From: Philippe Verdy (verdy_p@wanadoo.fr)
Date: Thu May 24 2007 - 11:24:25 CDT
The Unicode normalization algorithm specifies which of these canonically
equivalent sequences is the preferred interpretation. As there's no evidence
that none of them is graphically resolvable ans as the preferred reading
order would be dependant of the language using sich characters with multiple
diacritics, this should not make any difference of interpretation if you use
one of the other of the 3 possible sequences (although their strict identity
may still be distinct only at the graphical rendering level, due to
implementation limits).
If there are multiple diacritics, and effective reasons why their intended
reading semantic order is important, then you need to use some invisible
combining joiner when encoding the grapheme (if the renderer can exhibit the
differences, then it will follow the hints provided by these joiners when
selecting the appropriate glyphs, but some renderers may still default to
using the same visual appearance even when using an explicit combining
joiner to specify the intended order).
But for a dot below and a dot above diacritic, I see absolutely no way in
which they would collide, so their encoding order does not matter, and there
should be no combining joiner encoded between these two except in cases like
:
<BASE letter, combining dot above, surrounding circle, combining dot below>
and
<BASE letter, combining dot below, surrounding circle, combining dot above>,
where the combining surrounding circle would block the reordering.

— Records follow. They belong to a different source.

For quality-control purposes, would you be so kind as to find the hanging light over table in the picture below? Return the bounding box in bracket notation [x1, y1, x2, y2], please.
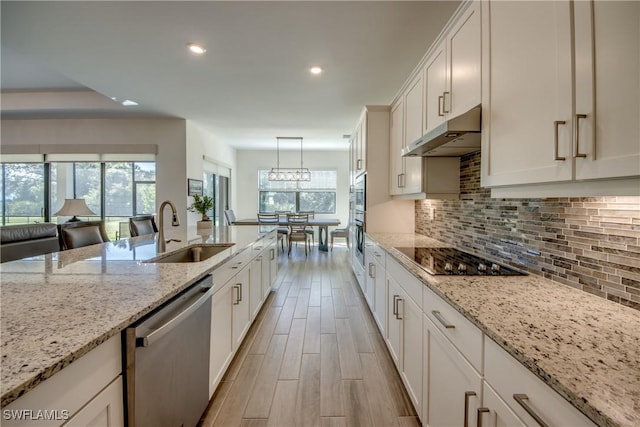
[269, 136, 311, 181]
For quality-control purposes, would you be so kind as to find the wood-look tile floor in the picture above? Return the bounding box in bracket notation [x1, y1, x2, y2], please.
[200, 246, 420, 427]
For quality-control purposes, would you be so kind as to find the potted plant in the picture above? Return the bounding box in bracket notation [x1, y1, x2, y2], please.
[187, 194, 214, 221]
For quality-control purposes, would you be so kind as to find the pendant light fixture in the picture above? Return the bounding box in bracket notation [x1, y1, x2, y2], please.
[269, 136, 311, 181]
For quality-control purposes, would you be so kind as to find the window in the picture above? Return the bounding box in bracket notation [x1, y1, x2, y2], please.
[0, 163, 45, 225]
[0, 160, 156, 239]
[258, 169, 338, 214]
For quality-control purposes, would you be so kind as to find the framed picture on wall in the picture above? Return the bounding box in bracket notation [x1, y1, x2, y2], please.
[187, 178, 202, 196]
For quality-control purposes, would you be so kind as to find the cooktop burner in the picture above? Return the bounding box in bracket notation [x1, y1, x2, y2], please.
[395, 247, 526, 276]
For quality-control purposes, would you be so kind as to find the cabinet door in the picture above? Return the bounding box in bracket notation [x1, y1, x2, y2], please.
[373, 262, 387, 337]
[364, 260, 378, 311]
[574, 1, 640, 179]
[482, 1, 573, 186]
[356, 111, 367, 172]
[209, 282, 233, 397]
[400, 74, 424, 194]
[231, 267, 251, 351]
[249, 255, 263, 319]
[423, 316, 481, 426]
[443, 2, 482, 117]
[404, 74, 424, 146]
[65, 375, 124, 427]
[386, 276, 402, 371]
[424, 42, 447, 133]
[398, 292, 423, 416]
[389, 98, 405, 195]
[478, 381, 526, 427]
[261, 244, 276, 301]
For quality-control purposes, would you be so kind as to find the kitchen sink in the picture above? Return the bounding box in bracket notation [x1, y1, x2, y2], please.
[145, 243, 235, 264]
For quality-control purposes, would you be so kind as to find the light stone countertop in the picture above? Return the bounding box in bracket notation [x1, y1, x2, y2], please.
[368, 233, 640, 426]
[0, 226, 272, 407]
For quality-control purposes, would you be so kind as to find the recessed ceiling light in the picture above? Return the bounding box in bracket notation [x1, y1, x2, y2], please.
[187, 43, 207, 55]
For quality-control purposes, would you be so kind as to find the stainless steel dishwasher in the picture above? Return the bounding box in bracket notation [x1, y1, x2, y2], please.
[124, 275, 214, 427]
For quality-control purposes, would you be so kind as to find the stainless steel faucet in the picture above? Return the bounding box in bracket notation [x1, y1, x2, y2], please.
[156, 200, 180, 253]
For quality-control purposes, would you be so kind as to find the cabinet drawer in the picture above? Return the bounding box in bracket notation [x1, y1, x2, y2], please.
[386, 255, 425, 308]
[484, 337, 595, 426]
[372, 241, 387, 268]
[211, 247, 252, 292]
[2, 334, 123, 427]
[423, 286, 482, 373]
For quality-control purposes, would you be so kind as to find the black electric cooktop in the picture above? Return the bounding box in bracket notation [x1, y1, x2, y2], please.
[395, 247, 526, 276]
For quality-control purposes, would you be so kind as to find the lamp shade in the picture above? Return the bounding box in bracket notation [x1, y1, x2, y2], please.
[54, 199, 96, 221]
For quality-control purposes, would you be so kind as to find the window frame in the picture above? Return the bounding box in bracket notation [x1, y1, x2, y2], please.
[258, 168, 338, 215]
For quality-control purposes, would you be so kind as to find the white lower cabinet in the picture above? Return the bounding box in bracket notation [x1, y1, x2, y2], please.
[209, 233, 278, 397]
[477, 381, 527, 427]
[365, 241, 595, 427]
[209, 282, 233, 398]
[371, 254, 387, 336]
[262, 242, 278, 300]
[421, 316, 482, 427]
[2, 334, 124, 427]
[386, 275, 423, 414]
[484, 336, 595, 427]
[249, 255, 263, 319]
[231, 268, 251, 351]
[65, 375, 124, 427]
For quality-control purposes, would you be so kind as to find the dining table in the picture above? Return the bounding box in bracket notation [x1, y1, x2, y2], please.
[232, 217, 340, 252]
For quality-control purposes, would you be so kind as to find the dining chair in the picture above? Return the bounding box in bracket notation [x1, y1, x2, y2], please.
[287, 214, 309, 256]
[258, 213, 289, 252]
[129, 215, 158, 237]
[224, 209, 236, 225]
[58, 221, 110, 251]
[298, 211, 316, 246]
[331, 228, 349, 250]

The relative values of non-zero combining classes don't have any
demonstrated semantic meaning and do not imply any forced reading order
excep if the diacritics may collide graphically for the same place (this is
easily seen in the Hebrew script, where you need joiners to help
disambiguate the semantic order of a sequence of diacritics in order to
generate the correct visual rendering).
There are however known exceptions for the case of some diacritics used in
the Latin script, like the cedilla which moves from the usual below position
to the top-left position depending of the letter-case of the base letter:
for such extremely rare cases, it could be necessary to add joiners to avoid
ambiguities, if the default order specified by the relative combining
classes of diacritics is not the correct one.

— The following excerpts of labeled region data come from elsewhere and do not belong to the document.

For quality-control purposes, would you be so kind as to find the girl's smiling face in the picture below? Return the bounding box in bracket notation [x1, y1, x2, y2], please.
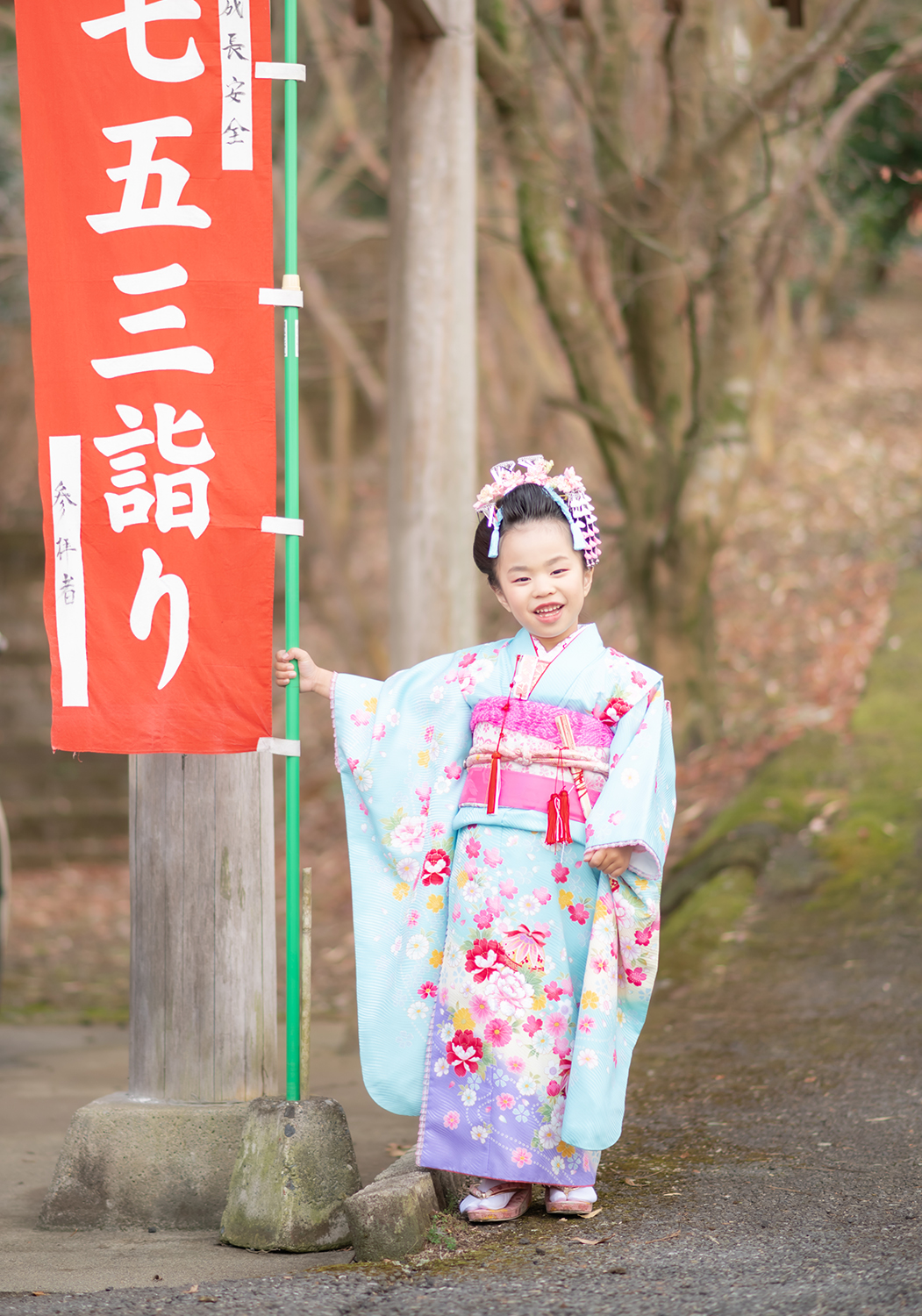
[493, 519, 592, 649]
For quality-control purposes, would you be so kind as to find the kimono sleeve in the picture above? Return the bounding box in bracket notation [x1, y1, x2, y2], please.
[585, 682, 676, 899]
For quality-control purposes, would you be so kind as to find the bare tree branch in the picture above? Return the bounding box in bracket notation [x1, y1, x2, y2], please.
[700, 0, 871, 155]
[301, 262, 387, 416]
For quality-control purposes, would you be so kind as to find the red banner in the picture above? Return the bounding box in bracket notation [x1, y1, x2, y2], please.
[16, 0, 276, 755]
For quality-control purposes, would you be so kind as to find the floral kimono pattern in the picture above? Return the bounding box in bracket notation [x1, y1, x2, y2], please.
[332, 626, 675, 1184]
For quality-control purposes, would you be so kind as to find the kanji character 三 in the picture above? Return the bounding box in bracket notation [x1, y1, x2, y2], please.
[127, 549, 189, 690]
[80, 0, 205, 82]
[87, 115, 211, 233]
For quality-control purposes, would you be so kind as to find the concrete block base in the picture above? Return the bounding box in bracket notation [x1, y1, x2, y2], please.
[221, 1097, 361, 1252]
[345, 1170, 438, 1261]
[38, 1092, 247, 1229]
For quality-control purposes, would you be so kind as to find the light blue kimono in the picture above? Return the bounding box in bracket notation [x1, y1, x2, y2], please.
[332, 626, 675, 1184]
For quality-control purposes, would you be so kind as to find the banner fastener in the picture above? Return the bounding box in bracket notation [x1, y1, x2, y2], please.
[253, 61, 308, 82]
[259, 516, 304, 536]
[256, 736, 301, 758]
[259, 285, 304, 307]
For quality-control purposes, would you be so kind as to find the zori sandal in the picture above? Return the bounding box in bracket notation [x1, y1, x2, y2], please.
[545, 1184, 596, 1216]
[458, 1179, 532, 1226]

Note that in all cases, if the multiple diacritics have the same combining
class, then their relative encoding order in texts is significant as
distinct orders of these diacritics are NOT canonically equivalent.
Note also that Unicode does not currently specify how multiple diacritics
stack around the base letter; generally above and below diacritics do
implicitly stack vertically for the generic diacritics of alphabetic
scripts, and horizontally for the diacritics of semitic abjads.
If you want to specify another combining mode, then you'll need to encode
some additional combining joiner. But the currently defined combining joiner
does not specify that; instead it just helps resolving the semantic reading
order in a sequence of diacritrics, but does not specify their relative
layout: this is still something that Unicode needs to describe more
formally, with additional joining properties for diacritics, and possibly
the definition and encoding of new combining joiners.
> -----Message d'origine-----
> De : unicode-bounce@unicode.org [mailto:unicode-bounce@unicode.org] De la
> part de Agnieszka Kasprzyk
> Envoyé : jeudi 24 mai 2007 14:01
> À : unicode@unicode.org
> Objet : various ways of making a specific character
>
> Hello,
>
> I work for the union catalog of Polish libraries. Our contributors use ISO
> transliteration standards.
> Could you explain me how to deal with those characters from
> transliteration
> standards that do not exist as precomposed characters in Unicode but they
> are combined of others BUT they may be combined in a number of different
> ways. Which is the correct way?
>
> Example:
> ISO 259: 1984 Transliteration of Hebrew characters into Latin characters
>
>
> requires us to enter letter t with dot below and above and letter s with
> dot
> below and above.
> Now each of these characters may be built of:
> a) letter t/s (U+0073/U+0074) + combining dot below (U+0323) + combining
> dot
> above (U+0307)
> b) letter t/s with dot below (U+1E6D/U+1E63)+ combining dot above (U+0307)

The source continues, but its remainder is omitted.